Part of the wall of the fort had been melted into a staircase, allowing the guards easy access to the outside. Several had run over to the area beneath my “Boom!” sign a few hundred feet away, where a dome like half an eggshell was already taking shape. As I watched, I saw a man morph a sheet of metal into a canister and stick it onto the outside of the eggshell… only to have another person cuff him and point angrily back at the fort. Chastened, the man picked up his canister and moved it to the far side of the dome.
He made some kind of pipe bomb, I guess? Not a bad plan. But not enough. Ariel, what have you got for me? Anything? What kind of senses does this thing have? It must have some, or Draw Attention wouldn’t have done anything. Can we confuse it?

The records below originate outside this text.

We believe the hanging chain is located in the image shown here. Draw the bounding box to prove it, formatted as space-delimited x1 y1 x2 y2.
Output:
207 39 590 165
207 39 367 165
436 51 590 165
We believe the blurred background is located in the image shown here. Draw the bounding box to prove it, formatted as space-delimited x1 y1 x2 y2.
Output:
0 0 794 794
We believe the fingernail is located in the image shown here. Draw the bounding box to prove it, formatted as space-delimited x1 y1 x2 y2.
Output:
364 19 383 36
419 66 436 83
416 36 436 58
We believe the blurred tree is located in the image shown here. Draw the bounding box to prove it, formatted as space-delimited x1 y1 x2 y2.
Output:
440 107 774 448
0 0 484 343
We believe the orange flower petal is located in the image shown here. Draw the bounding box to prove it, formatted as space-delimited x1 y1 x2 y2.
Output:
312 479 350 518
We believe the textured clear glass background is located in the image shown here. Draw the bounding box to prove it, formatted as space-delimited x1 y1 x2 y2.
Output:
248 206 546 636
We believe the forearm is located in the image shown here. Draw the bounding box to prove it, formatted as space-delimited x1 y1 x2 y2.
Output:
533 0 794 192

They know we have you. I realized. They wanted to limit how helpful any information we received from you would be, so they’re throwing a big chonker us. No subtlety, no cleverness, just incredible toughness and size.
<“Chonker” unknown, but definition presumed from context. Hypothesis likely correct.>
The monster actually halted briefly, its surface writhing like boiling water as it readjusted. When it continued moving forward, I saw several chunks of concrete stuck to its back and sides.

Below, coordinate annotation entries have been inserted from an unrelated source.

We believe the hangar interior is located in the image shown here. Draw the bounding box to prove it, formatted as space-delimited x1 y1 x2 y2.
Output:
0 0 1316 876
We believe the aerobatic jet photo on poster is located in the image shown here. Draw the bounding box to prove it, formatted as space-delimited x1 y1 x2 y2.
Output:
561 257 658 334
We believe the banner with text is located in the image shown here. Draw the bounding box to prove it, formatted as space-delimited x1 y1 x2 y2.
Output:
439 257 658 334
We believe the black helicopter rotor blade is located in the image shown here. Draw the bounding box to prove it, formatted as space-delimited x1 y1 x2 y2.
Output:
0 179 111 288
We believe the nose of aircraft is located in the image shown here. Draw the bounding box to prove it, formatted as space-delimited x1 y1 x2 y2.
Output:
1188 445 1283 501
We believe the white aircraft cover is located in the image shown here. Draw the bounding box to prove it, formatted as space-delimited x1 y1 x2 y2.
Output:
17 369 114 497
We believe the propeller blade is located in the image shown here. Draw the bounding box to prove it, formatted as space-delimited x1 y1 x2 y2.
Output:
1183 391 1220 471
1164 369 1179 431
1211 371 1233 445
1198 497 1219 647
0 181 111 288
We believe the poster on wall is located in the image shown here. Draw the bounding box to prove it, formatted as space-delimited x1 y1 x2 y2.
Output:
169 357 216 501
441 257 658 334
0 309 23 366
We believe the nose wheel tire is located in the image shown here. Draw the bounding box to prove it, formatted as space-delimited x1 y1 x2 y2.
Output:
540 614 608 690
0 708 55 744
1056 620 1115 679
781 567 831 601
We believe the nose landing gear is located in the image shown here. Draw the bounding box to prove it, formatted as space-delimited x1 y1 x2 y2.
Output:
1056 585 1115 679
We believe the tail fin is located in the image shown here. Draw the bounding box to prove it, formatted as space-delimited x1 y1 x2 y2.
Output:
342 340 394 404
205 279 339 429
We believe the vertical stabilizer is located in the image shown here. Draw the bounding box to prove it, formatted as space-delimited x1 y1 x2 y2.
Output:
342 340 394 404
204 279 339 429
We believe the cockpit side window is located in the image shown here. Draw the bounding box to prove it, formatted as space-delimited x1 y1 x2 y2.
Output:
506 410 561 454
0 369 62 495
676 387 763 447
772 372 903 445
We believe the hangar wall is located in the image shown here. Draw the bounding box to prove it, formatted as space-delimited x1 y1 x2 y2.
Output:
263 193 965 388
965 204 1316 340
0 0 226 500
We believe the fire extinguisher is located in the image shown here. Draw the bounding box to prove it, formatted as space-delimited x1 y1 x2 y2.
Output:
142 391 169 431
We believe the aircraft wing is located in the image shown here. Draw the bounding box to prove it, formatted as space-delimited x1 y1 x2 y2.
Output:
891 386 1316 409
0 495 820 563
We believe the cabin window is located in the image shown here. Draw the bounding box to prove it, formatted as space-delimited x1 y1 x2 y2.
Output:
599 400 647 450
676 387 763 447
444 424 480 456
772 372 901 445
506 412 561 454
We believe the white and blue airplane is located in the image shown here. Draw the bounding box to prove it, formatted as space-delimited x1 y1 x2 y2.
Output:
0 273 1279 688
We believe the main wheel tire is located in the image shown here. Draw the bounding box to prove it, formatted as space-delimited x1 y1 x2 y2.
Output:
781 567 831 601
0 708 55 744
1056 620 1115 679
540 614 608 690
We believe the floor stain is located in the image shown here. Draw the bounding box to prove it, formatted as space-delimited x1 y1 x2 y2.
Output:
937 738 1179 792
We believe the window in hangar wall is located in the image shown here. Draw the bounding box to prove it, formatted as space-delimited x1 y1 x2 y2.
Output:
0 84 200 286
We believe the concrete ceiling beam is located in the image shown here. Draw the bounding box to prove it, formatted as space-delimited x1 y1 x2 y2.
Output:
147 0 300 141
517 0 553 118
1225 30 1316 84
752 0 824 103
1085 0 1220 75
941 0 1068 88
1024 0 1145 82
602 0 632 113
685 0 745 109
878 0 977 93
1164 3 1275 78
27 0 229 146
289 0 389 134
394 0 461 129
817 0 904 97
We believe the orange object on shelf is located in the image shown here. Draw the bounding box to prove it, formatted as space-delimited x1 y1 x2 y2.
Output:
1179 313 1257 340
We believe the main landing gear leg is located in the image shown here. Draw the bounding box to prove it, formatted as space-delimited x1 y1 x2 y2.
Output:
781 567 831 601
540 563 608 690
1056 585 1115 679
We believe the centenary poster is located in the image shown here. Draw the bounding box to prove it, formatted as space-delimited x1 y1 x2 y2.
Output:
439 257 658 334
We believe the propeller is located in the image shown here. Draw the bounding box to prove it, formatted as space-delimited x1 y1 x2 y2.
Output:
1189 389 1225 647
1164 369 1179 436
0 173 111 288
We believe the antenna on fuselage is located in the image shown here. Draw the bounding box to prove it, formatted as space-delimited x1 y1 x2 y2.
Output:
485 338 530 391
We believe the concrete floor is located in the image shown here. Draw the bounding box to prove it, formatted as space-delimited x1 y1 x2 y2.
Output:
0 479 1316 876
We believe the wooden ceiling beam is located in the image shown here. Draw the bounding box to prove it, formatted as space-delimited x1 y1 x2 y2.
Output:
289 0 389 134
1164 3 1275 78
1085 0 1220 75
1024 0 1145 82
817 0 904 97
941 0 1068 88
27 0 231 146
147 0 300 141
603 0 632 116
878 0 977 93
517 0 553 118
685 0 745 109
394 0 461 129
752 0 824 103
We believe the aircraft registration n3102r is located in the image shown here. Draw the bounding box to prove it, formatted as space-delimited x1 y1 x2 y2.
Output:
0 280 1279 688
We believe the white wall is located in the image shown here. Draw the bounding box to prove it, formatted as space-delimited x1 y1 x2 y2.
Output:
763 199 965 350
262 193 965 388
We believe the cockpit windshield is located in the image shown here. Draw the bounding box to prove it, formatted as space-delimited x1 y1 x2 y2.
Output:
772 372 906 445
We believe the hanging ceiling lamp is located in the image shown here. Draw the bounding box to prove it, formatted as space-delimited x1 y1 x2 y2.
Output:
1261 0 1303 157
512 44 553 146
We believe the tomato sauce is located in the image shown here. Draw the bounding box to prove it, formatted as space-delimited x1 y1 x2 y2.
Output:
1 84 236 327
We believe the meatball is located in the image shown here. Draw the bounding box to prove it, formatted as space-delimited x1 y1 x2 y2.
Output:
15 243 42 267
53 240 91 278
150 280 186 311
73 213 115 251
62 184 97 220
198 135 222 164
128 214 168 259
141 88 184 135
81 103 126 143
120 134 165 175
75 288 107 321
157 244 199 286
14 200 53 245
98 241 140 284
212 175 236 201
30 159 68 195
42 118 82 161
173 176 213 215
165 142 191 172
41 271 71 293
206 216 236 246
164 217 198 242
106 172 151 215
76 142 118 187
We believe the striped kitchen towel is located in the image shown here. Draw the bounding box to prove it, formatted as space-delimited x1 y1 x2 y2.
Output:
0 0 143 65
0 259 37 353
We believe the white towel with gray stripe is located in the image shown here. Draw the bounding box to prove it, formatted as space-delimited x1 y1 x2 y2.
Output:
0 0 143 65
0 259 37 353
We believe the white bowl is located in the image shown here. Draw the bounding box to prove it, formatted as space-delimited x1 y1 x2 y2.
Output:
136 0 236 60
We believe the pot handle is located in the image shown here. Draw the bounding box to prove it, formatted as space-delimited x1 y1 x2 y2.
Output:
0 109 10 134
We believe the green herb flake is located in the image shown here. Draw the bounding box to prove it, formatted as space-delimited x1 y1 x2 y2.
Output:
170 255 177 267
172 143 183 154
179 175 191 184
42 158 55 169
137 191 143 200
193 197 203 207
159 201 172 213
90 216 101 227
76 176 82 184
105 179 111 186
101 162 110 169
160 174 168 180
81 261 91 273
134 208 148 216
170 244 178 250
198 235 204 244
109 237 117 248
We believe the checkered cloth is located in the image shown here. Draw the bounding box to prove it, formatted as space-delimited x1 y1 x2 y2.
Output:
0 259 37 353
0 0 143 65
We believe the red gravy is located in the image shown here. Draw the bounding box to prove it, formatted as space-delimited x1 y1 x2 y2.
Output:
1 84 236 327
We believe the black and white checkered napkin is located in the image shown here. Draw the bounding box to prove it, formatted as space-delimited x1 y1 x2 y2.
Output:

Good news for the future, I told her, but I don’t think that’s going to save us right now. That bought maybe four seconds.
“No reaction to Gravity Null. No sensitivity to water or acid, at least while exoskeleton is intact,” Marie reported.
“It must have some weakness,” Vince said. “Sonic attacks? Heat? Electricity?”
Marie shook her head. “Our initial attack team tried all of those. It didn’t seem immune, but none of it seemed especially effective, either.”
The stupid thing was about a minute out from my “Boom!” hologram.
60 seconds until explosion. Get to a safe place. People on the western side of the Quarry, move to the central or eastern side. Stoneshapers, be ready to reinforce the structure! Wait until the dome is all the way under the monster before triggering it.
If there was one blessing, it was that the behemoth’s implacable advance had been easy to predict. I’d been worried that our efforts to turn it aside would mean it would no longer walk over our prepared trap, but our failure to sway it had been a mixed blessing in that respect. It was still headed straight for us, and our pile of gunpowder was right in its path.
Flip made one last delivery before the stone dome sealed over and everyone nearby bolted back to the comparative safety of Fort Autumn’s walls. I could see several canisters around the edge of the back. There were probably more on the far side, little bundles of shrapnel to give the explosion extra teeth. I didn’t know how Byron planned to light it off - he’d remained in the Tower with us - but he didn’t look concerned, so I assumed the plan was in place and going well.
The massive monster slid over the dome as if it wasn’t there, the stone cracking under its weight. That concerned me, but hopefully it would still be okay.
The explosion seemed to be taking forever. It was hard not to worry that something had gone wrong. I knew that wasn’t true: Analyze made it very clear to me that the monster wasn’t yet in the optimal position. It was moving slowly and dozens of feet long. It was smart to be patient, to wait for the best moment, when the Threat was nearly centered over our hastily-assembled trap.
My gut was still worried. Even if I was intellectually sure that I didn’t yet have reason, I couldn’t stop myself from opening my mouth to anxiously ask if everything was okay.
That was when the explosion was finally triggered: a glorious deafening rumble and a blast of smoke and fire.